Et historiquement pour les États-Unis l’Asie demeure un échec assez global, guerre de Corée exceptée (1953). Depuis 1975, les États-Unis ne cessent pas de connaitre des échecs cuisants en Asie sauf en 1991 (Koweït) et 2003 (Irak). Depuis 2001/2003, le gouvernement américain, démocrate/républicain, a claqué pas loin de 5000 milliards de dollars, a corrompu à tout va et a échoué à bâtir une start-up nation devant reconfigurer l’Asie orientale, un projet fondamental aux yeux des néo-conservateurs américains.

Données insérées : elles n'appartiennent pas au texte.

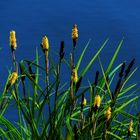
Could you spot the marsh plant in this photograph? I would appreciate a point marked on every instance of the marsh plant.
(48, 109)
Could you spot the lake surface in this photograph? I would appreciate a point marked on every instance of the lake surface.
(96, 20)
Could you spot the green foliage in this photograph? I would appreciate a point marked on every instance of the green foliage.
(50, 109)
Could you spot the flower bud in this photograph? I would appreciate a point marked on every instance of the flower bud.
(97, 101)
(130, 128)
(84, 102)
(13, 78)
(12, 38)
(45, 43)
(74, 75)
(75, 32)
(108, 114)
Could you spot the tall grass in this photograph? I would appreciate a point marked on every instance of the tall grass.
(55, 111)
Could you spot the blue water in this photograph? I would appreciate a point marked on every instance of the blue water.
(96, 20)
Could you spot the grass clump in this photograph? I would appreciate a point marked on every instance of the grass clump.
(51, 110)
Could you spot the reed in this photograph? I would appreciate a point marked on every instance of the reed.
(79, 110)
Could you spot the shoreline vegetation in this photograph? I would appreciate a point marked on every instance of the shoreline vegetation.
(56, 112)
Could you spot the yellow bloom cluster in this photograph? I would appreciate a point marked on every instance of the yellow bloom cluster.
(75, 32)
(45, 43)
(12, 38)
(13, 78)
(130, 128)
(108, 113)
(84, 101)
(97, 101)
(74, 75)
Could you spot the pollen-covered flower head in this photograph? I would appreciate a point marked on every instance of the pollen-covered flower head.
(13, 78)
(108, 113)
(74, 75)
(45, 43)
(74, 32)
(84, 102)
(97, 101)
(130, 128)
(12, 39)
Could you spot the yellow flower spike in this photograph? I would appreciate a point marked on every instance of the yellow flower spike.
(97, 101)
(74, 32)
(74, 75)
(13, 78)
(108, 113)
(84, 101)
(12, 38)
(130, 128)
(45, 43)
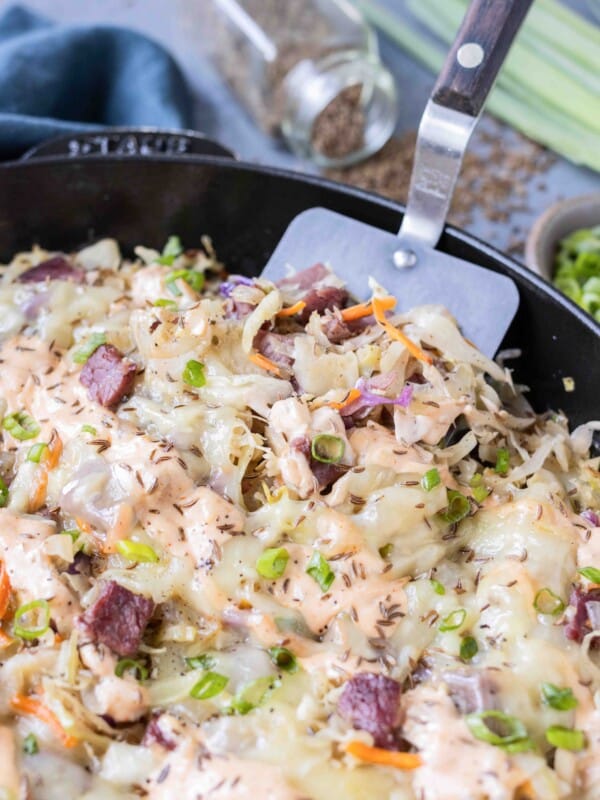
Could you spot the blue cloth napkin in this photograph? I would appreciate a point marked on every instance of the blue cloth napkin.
(57, 79)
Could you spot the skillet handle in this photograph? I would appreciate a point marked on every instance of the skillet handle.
(482, 42)
(130, 142)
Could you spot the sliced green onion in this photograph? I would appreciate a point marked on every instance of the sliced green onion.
(502, 461)
(272, 562)
(386, 551)
(193, 374)
(557, 697)
(137, 551)
(192, 277)
(454, 620)
(284, 659)
(3, 494)
(431, 479)
(210, 685)
(546, 602)
(468, 648)
(591, 573)
(36, 451)
(171, 250)
(252, 694)
(30, 745)
(89, 348)
(140, 672)
(458, 507)
(480, 491)
(319, 569)
(205, 661)
(21, 425)
(565, 738)
(499, 729)
(327, 449)
(32, 620)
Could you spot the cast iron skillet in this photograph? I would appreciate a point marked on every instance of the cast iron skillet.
(142, 186)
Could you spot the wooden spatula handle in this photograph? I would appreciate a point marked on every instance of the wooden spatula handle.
(480, 47)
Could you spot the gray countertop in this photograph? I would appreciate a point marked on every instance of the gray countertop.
(217, 113)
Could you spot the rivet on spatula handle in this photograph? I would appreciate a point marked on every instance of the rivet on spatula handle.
(481, 45)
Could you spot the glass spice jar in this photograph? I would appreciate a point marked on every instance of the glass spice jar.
(308, 70)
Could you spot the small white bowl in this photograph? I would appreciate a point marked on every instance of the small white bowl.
(556, 222)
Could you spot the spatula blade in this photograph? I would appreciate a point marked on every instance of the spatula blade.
(483, 302)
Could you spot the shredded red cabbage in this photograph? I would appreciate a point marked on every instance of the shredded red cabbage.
(591, 517)
(586, 614)
(370, 399)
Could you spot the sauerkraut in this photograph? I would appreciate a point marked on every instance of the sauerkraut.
(259, 541)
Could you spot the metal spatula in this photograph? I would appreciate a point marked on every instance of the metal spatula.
(407, 264)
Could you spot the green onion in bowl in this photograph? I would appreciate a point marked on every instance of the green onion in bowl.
(577, 268)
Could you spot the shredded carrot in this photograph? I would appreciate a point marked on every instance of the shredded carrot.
(352, 395)
(394, 333)
(264, 363)
(54, 451)
(83, 526)
(5, 640)
(389, 758)
(5, 588)
(366, 309)
(21, 704)
(295, 309)
(39, 495)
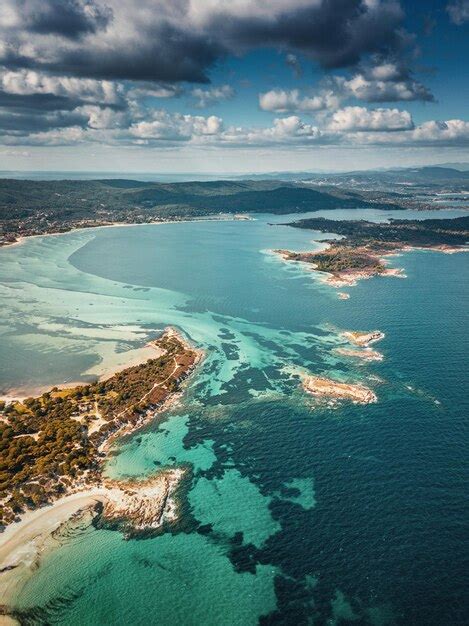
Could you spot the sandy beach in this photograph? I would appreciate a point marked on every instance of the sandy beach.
(23, 543)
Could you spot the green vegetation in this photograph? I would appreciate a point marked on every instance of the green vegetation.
(50, 441)
(384, 236)
(33, 207)
(339, 259)
(363, 242)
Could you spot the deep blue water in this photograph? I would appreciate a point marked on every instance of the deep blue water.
(296, 513)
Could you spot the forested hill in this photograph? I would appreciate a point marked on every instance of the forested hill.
(89, 199)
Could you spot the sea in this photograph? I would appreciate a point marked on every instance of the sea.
(293, 511)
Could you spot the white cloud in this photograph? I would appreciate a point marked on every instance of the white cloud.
(212, 95)
(458, 11)
(362, 119)
(383, 83)
(176, 127)
(29, 82)
(284, 101)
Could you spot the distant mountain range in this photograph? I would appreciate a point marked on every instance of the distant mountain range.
(90, 198)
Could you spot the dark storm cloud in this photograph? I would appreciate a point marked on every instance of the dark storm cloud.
(37, 103)
(67, 18)
(336, 32)
(157, 40)
(23, 123)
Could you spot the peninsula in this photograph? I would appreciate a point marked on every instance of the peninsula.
(364, 246)
(55, 445)
(35, 207)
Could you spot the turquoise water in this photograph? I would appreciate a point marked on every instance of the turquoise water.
(295, 513)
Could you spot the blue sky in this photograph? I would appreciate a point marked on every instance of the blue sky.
(232, 86)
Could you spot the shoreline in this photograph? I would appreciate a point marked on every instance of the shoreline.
(214, 218)
(144, 503)
(349, 278)
(19, 394)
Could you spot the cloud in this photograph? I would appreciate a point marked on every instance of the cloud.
(212, 95)
(156, 40)
(352, 126)
(292, 61)
(362, 119)
(67, 18)
(31, 83)
(176, 127)
(284, 101)
(386, 82)
(458, 11)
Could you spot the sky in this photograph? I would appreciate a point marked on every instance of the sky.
(232, 86)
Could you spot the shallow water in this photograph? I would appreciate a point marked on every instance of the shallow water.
(295, 513)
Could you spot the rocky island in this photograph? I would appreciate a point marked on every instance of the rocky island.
(334, 390)
(362, 251)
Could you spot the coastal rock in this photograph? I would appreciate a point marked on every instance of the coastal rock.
(327, 388)
(363, 339)
(142, 505)
(365, 355)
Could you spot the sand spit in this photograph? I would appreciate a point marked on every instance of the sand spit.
(131, 506)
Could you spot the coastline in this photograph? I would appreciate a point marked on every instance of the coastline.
(19, 394)
(213, 218)
(136, 505)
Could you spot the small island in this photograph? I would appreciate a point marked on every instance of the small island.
(365, 355)
(363, 339)
(55, 445)
(362, 251)
(331, 389)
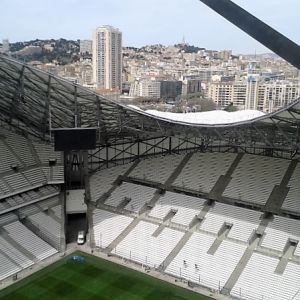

A la différence de la Russie, quoique battue en Afghanistan, est tout à fait dans des relations asiatiques et même souhaiteraient, logiquement, les contrebalancer par des rapprochement avec l’Europe ce que bêtement nous leur refusons, les États-Unis garde le côté occupant dans une Asie qui s’émancipe, "s’asiatise" via, notamment, la Chine dont on peut établir le début au sommet de Bandung de 1955 avec, alors, pour poids lourds, Mao, Nehru et Soekarno. Cela ne veut pas dire que la Chine régentera l’Asie, cela indique que l’indépendance asiatique est une dynamique en route.
A travers la chute de Kaboul, se profilent les limites de l’hyperpuissance américaine qui peut avoir tous les dollars au monde, des centaines de bases et tout ce qui va avec, il n’empêche que celle-ci se heurte à un mur : en 2024, Pékin aura son indépendance Internet et avec elle, croyez-moi, toute l’Asie suivra….
Le vent de Kaboul balaie le Zéphyr…….
Notes complémentaires de la part d'un lecteur anonyme:
Quelques remarques par ailleurs : la première
guerre du Golfe avait le soutien de tous les gouvernements donc pas de
problèmes diplomatiques,
Le résultat de l'intervention de 2003 n'est pas franchement une réussite pour
les USA
Le négociateur taliban des accords de Doha avait été sorti de taule par les
pakistanais pour l'occasion,
Mike Pompeo avait écrit d'avance le scénario. Simplement le scénario prévoyait
une transition plus longue mais l'armée afghane a implosé.
D’ailleurs, les Talibans sont eux-mêmes un peu pris de vitesse,
Manifestement, après la panique d'hier, les départs s'organisent
aujourd'hui sans la moindre intervention des Talibans pour le moment.